Real innovation, on the other hand – such as TV or radio – has survived for almost 76 years now and is not going away any time soon. For instance, in the US, free-to-air (FTA) TV still reaches a majority of the population. A key demographic that has inspired a sense of caution – and even enigma – among marketers, traditional TV advertisers and media planning and buying experts are the 18 to 24-year-olds, who consume FTA TV for 2.2 hours every day. Cable TV is healthy too, but dropping in favor of online streaming services such as Netflix, although they remain niche.

So what has changed? It is the mindset – not of the consumers, but of the marketers. While digital is important, it cannot replace all other media channels. However, increasingly, marketers are starting to believe that online is the magic bullet for all their communications. The argument is that the FTA TV consumption of 18- to 24-year-olds has dropped from 3.2 to 2.2 hours over the past four years. Yes, but 2.2 hours is not a small amount of the consumers’ time – especially when delivering a message that’s only 30-seconds long.

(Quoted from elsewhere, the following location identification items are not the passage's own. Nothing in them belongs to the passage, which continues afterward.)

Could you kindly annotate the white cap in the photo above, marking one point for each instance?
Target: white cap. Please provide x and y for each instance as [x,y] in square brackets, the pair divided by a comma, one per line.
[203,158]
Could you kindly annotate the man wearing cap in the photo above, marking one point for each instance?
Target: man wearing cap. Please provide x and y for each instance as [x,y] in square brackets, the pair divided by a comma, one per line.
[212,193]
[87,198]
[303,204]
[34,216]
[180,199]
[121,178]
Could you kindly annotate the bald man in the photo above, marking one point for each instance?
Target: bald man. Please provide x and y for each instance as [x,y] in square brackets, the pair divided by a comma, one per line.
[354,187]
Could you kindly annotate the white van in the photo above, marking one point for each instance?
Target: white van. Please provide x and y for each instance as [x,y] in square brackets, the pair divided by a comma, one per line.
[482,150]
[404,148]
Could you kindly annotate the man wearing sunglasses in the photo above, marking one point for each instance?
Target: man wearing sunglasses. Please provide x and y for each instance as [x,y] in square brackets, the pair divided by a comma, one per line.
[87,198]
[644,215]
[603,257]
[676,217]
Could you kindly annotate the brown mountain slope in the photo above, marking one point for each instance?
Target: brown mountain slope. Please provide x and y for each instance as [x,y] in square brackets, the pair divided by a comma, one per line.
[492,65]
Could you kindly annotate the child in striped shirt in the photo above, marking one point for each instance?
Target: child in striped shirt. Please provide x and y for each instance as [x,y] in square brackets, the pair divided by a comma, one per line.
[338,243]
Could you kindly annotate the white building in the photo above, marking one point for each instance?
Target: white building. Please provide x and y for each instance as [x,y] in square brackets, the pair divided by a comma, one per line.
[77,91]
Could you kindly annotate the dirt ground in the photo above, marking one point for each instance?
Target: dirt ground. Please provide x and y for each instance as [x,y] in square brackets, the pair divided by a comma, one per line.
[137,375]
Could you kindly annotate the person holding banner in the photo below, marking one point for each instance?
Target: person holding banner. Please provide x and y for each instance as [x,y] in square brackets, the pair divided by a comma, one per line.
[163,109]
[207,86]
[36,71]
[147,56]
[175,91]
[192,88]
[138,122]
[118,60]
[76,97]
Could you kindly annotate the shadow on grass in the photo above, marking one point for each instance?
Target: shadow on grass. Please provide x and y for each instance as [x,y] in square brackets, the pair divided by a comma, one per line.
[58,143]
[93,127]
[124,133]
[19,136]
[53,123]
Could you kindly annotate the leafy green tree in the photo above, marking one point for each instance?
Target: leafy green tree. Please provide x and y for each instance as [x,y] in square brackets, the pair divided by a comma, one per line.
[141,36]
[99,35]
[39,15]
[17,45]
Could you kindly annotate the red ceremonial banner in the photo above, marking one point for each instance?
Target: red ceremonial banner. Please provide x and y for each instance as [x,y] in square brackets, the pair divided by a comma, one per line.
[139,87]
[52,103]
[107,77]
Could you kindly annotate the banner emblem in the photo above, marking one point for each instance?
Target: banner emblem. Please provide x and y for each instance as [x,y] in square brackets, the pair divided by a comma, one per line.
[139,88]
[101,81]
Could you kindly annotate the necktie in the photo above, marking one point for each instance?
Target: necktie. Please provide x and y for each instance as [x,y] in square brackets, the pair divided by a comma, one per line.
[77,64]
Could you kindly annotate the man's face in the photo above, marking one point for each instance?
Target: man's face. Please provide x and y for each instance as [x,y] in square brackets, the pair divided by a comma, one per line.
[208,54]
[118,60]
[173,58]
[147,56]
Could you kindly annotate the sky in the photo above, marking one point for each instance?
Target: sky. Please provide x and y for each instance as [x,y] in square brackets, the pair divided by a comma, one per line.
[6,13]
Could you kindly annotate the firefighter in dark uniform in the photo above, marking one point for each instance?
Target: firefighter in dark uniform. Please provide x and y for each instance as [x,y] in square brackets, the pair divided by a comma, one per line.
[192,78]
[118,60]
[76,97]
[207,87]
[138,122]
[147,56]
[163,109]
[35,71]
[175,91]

And TV isn’t dying alone, it seems. As a top marketer of a leading bank recently pointed out: “Facebook is dying; subscription growth of Facebook had stopped at 5.2 million last year in the UAE and is not growing further.” So, by the same logic that’s applied to TV, if Facebook is dying, let’s stop using it. But aren’t we all dying? Biologically, the human dying process begins at birth and the clock starts ticking backwards. Again, by the same logic, we should not pursue education, careers or relationships.

Frankly, online streaming is not likely to succeed FTA TV in the next five years. It needs at least ten years to evolve. While the UAE and KSA are catching up with the US and Europe in adoption of technology, there are 22 other Arab countries that are still crawling toward change. This change isn’t only technological – infrastructure, economy, geopolitics…all of these play a part. In the Middle East, FTA TV can easily reach 30 million people with just one leading program. A 30-second commercial on such a program will cost approximately $15,000. Now to reach the same 30 million people – or views – on YouTube, how much would it cost? Especially considering that you’re paying per view. Spoiler: It is easily way more than $15,000.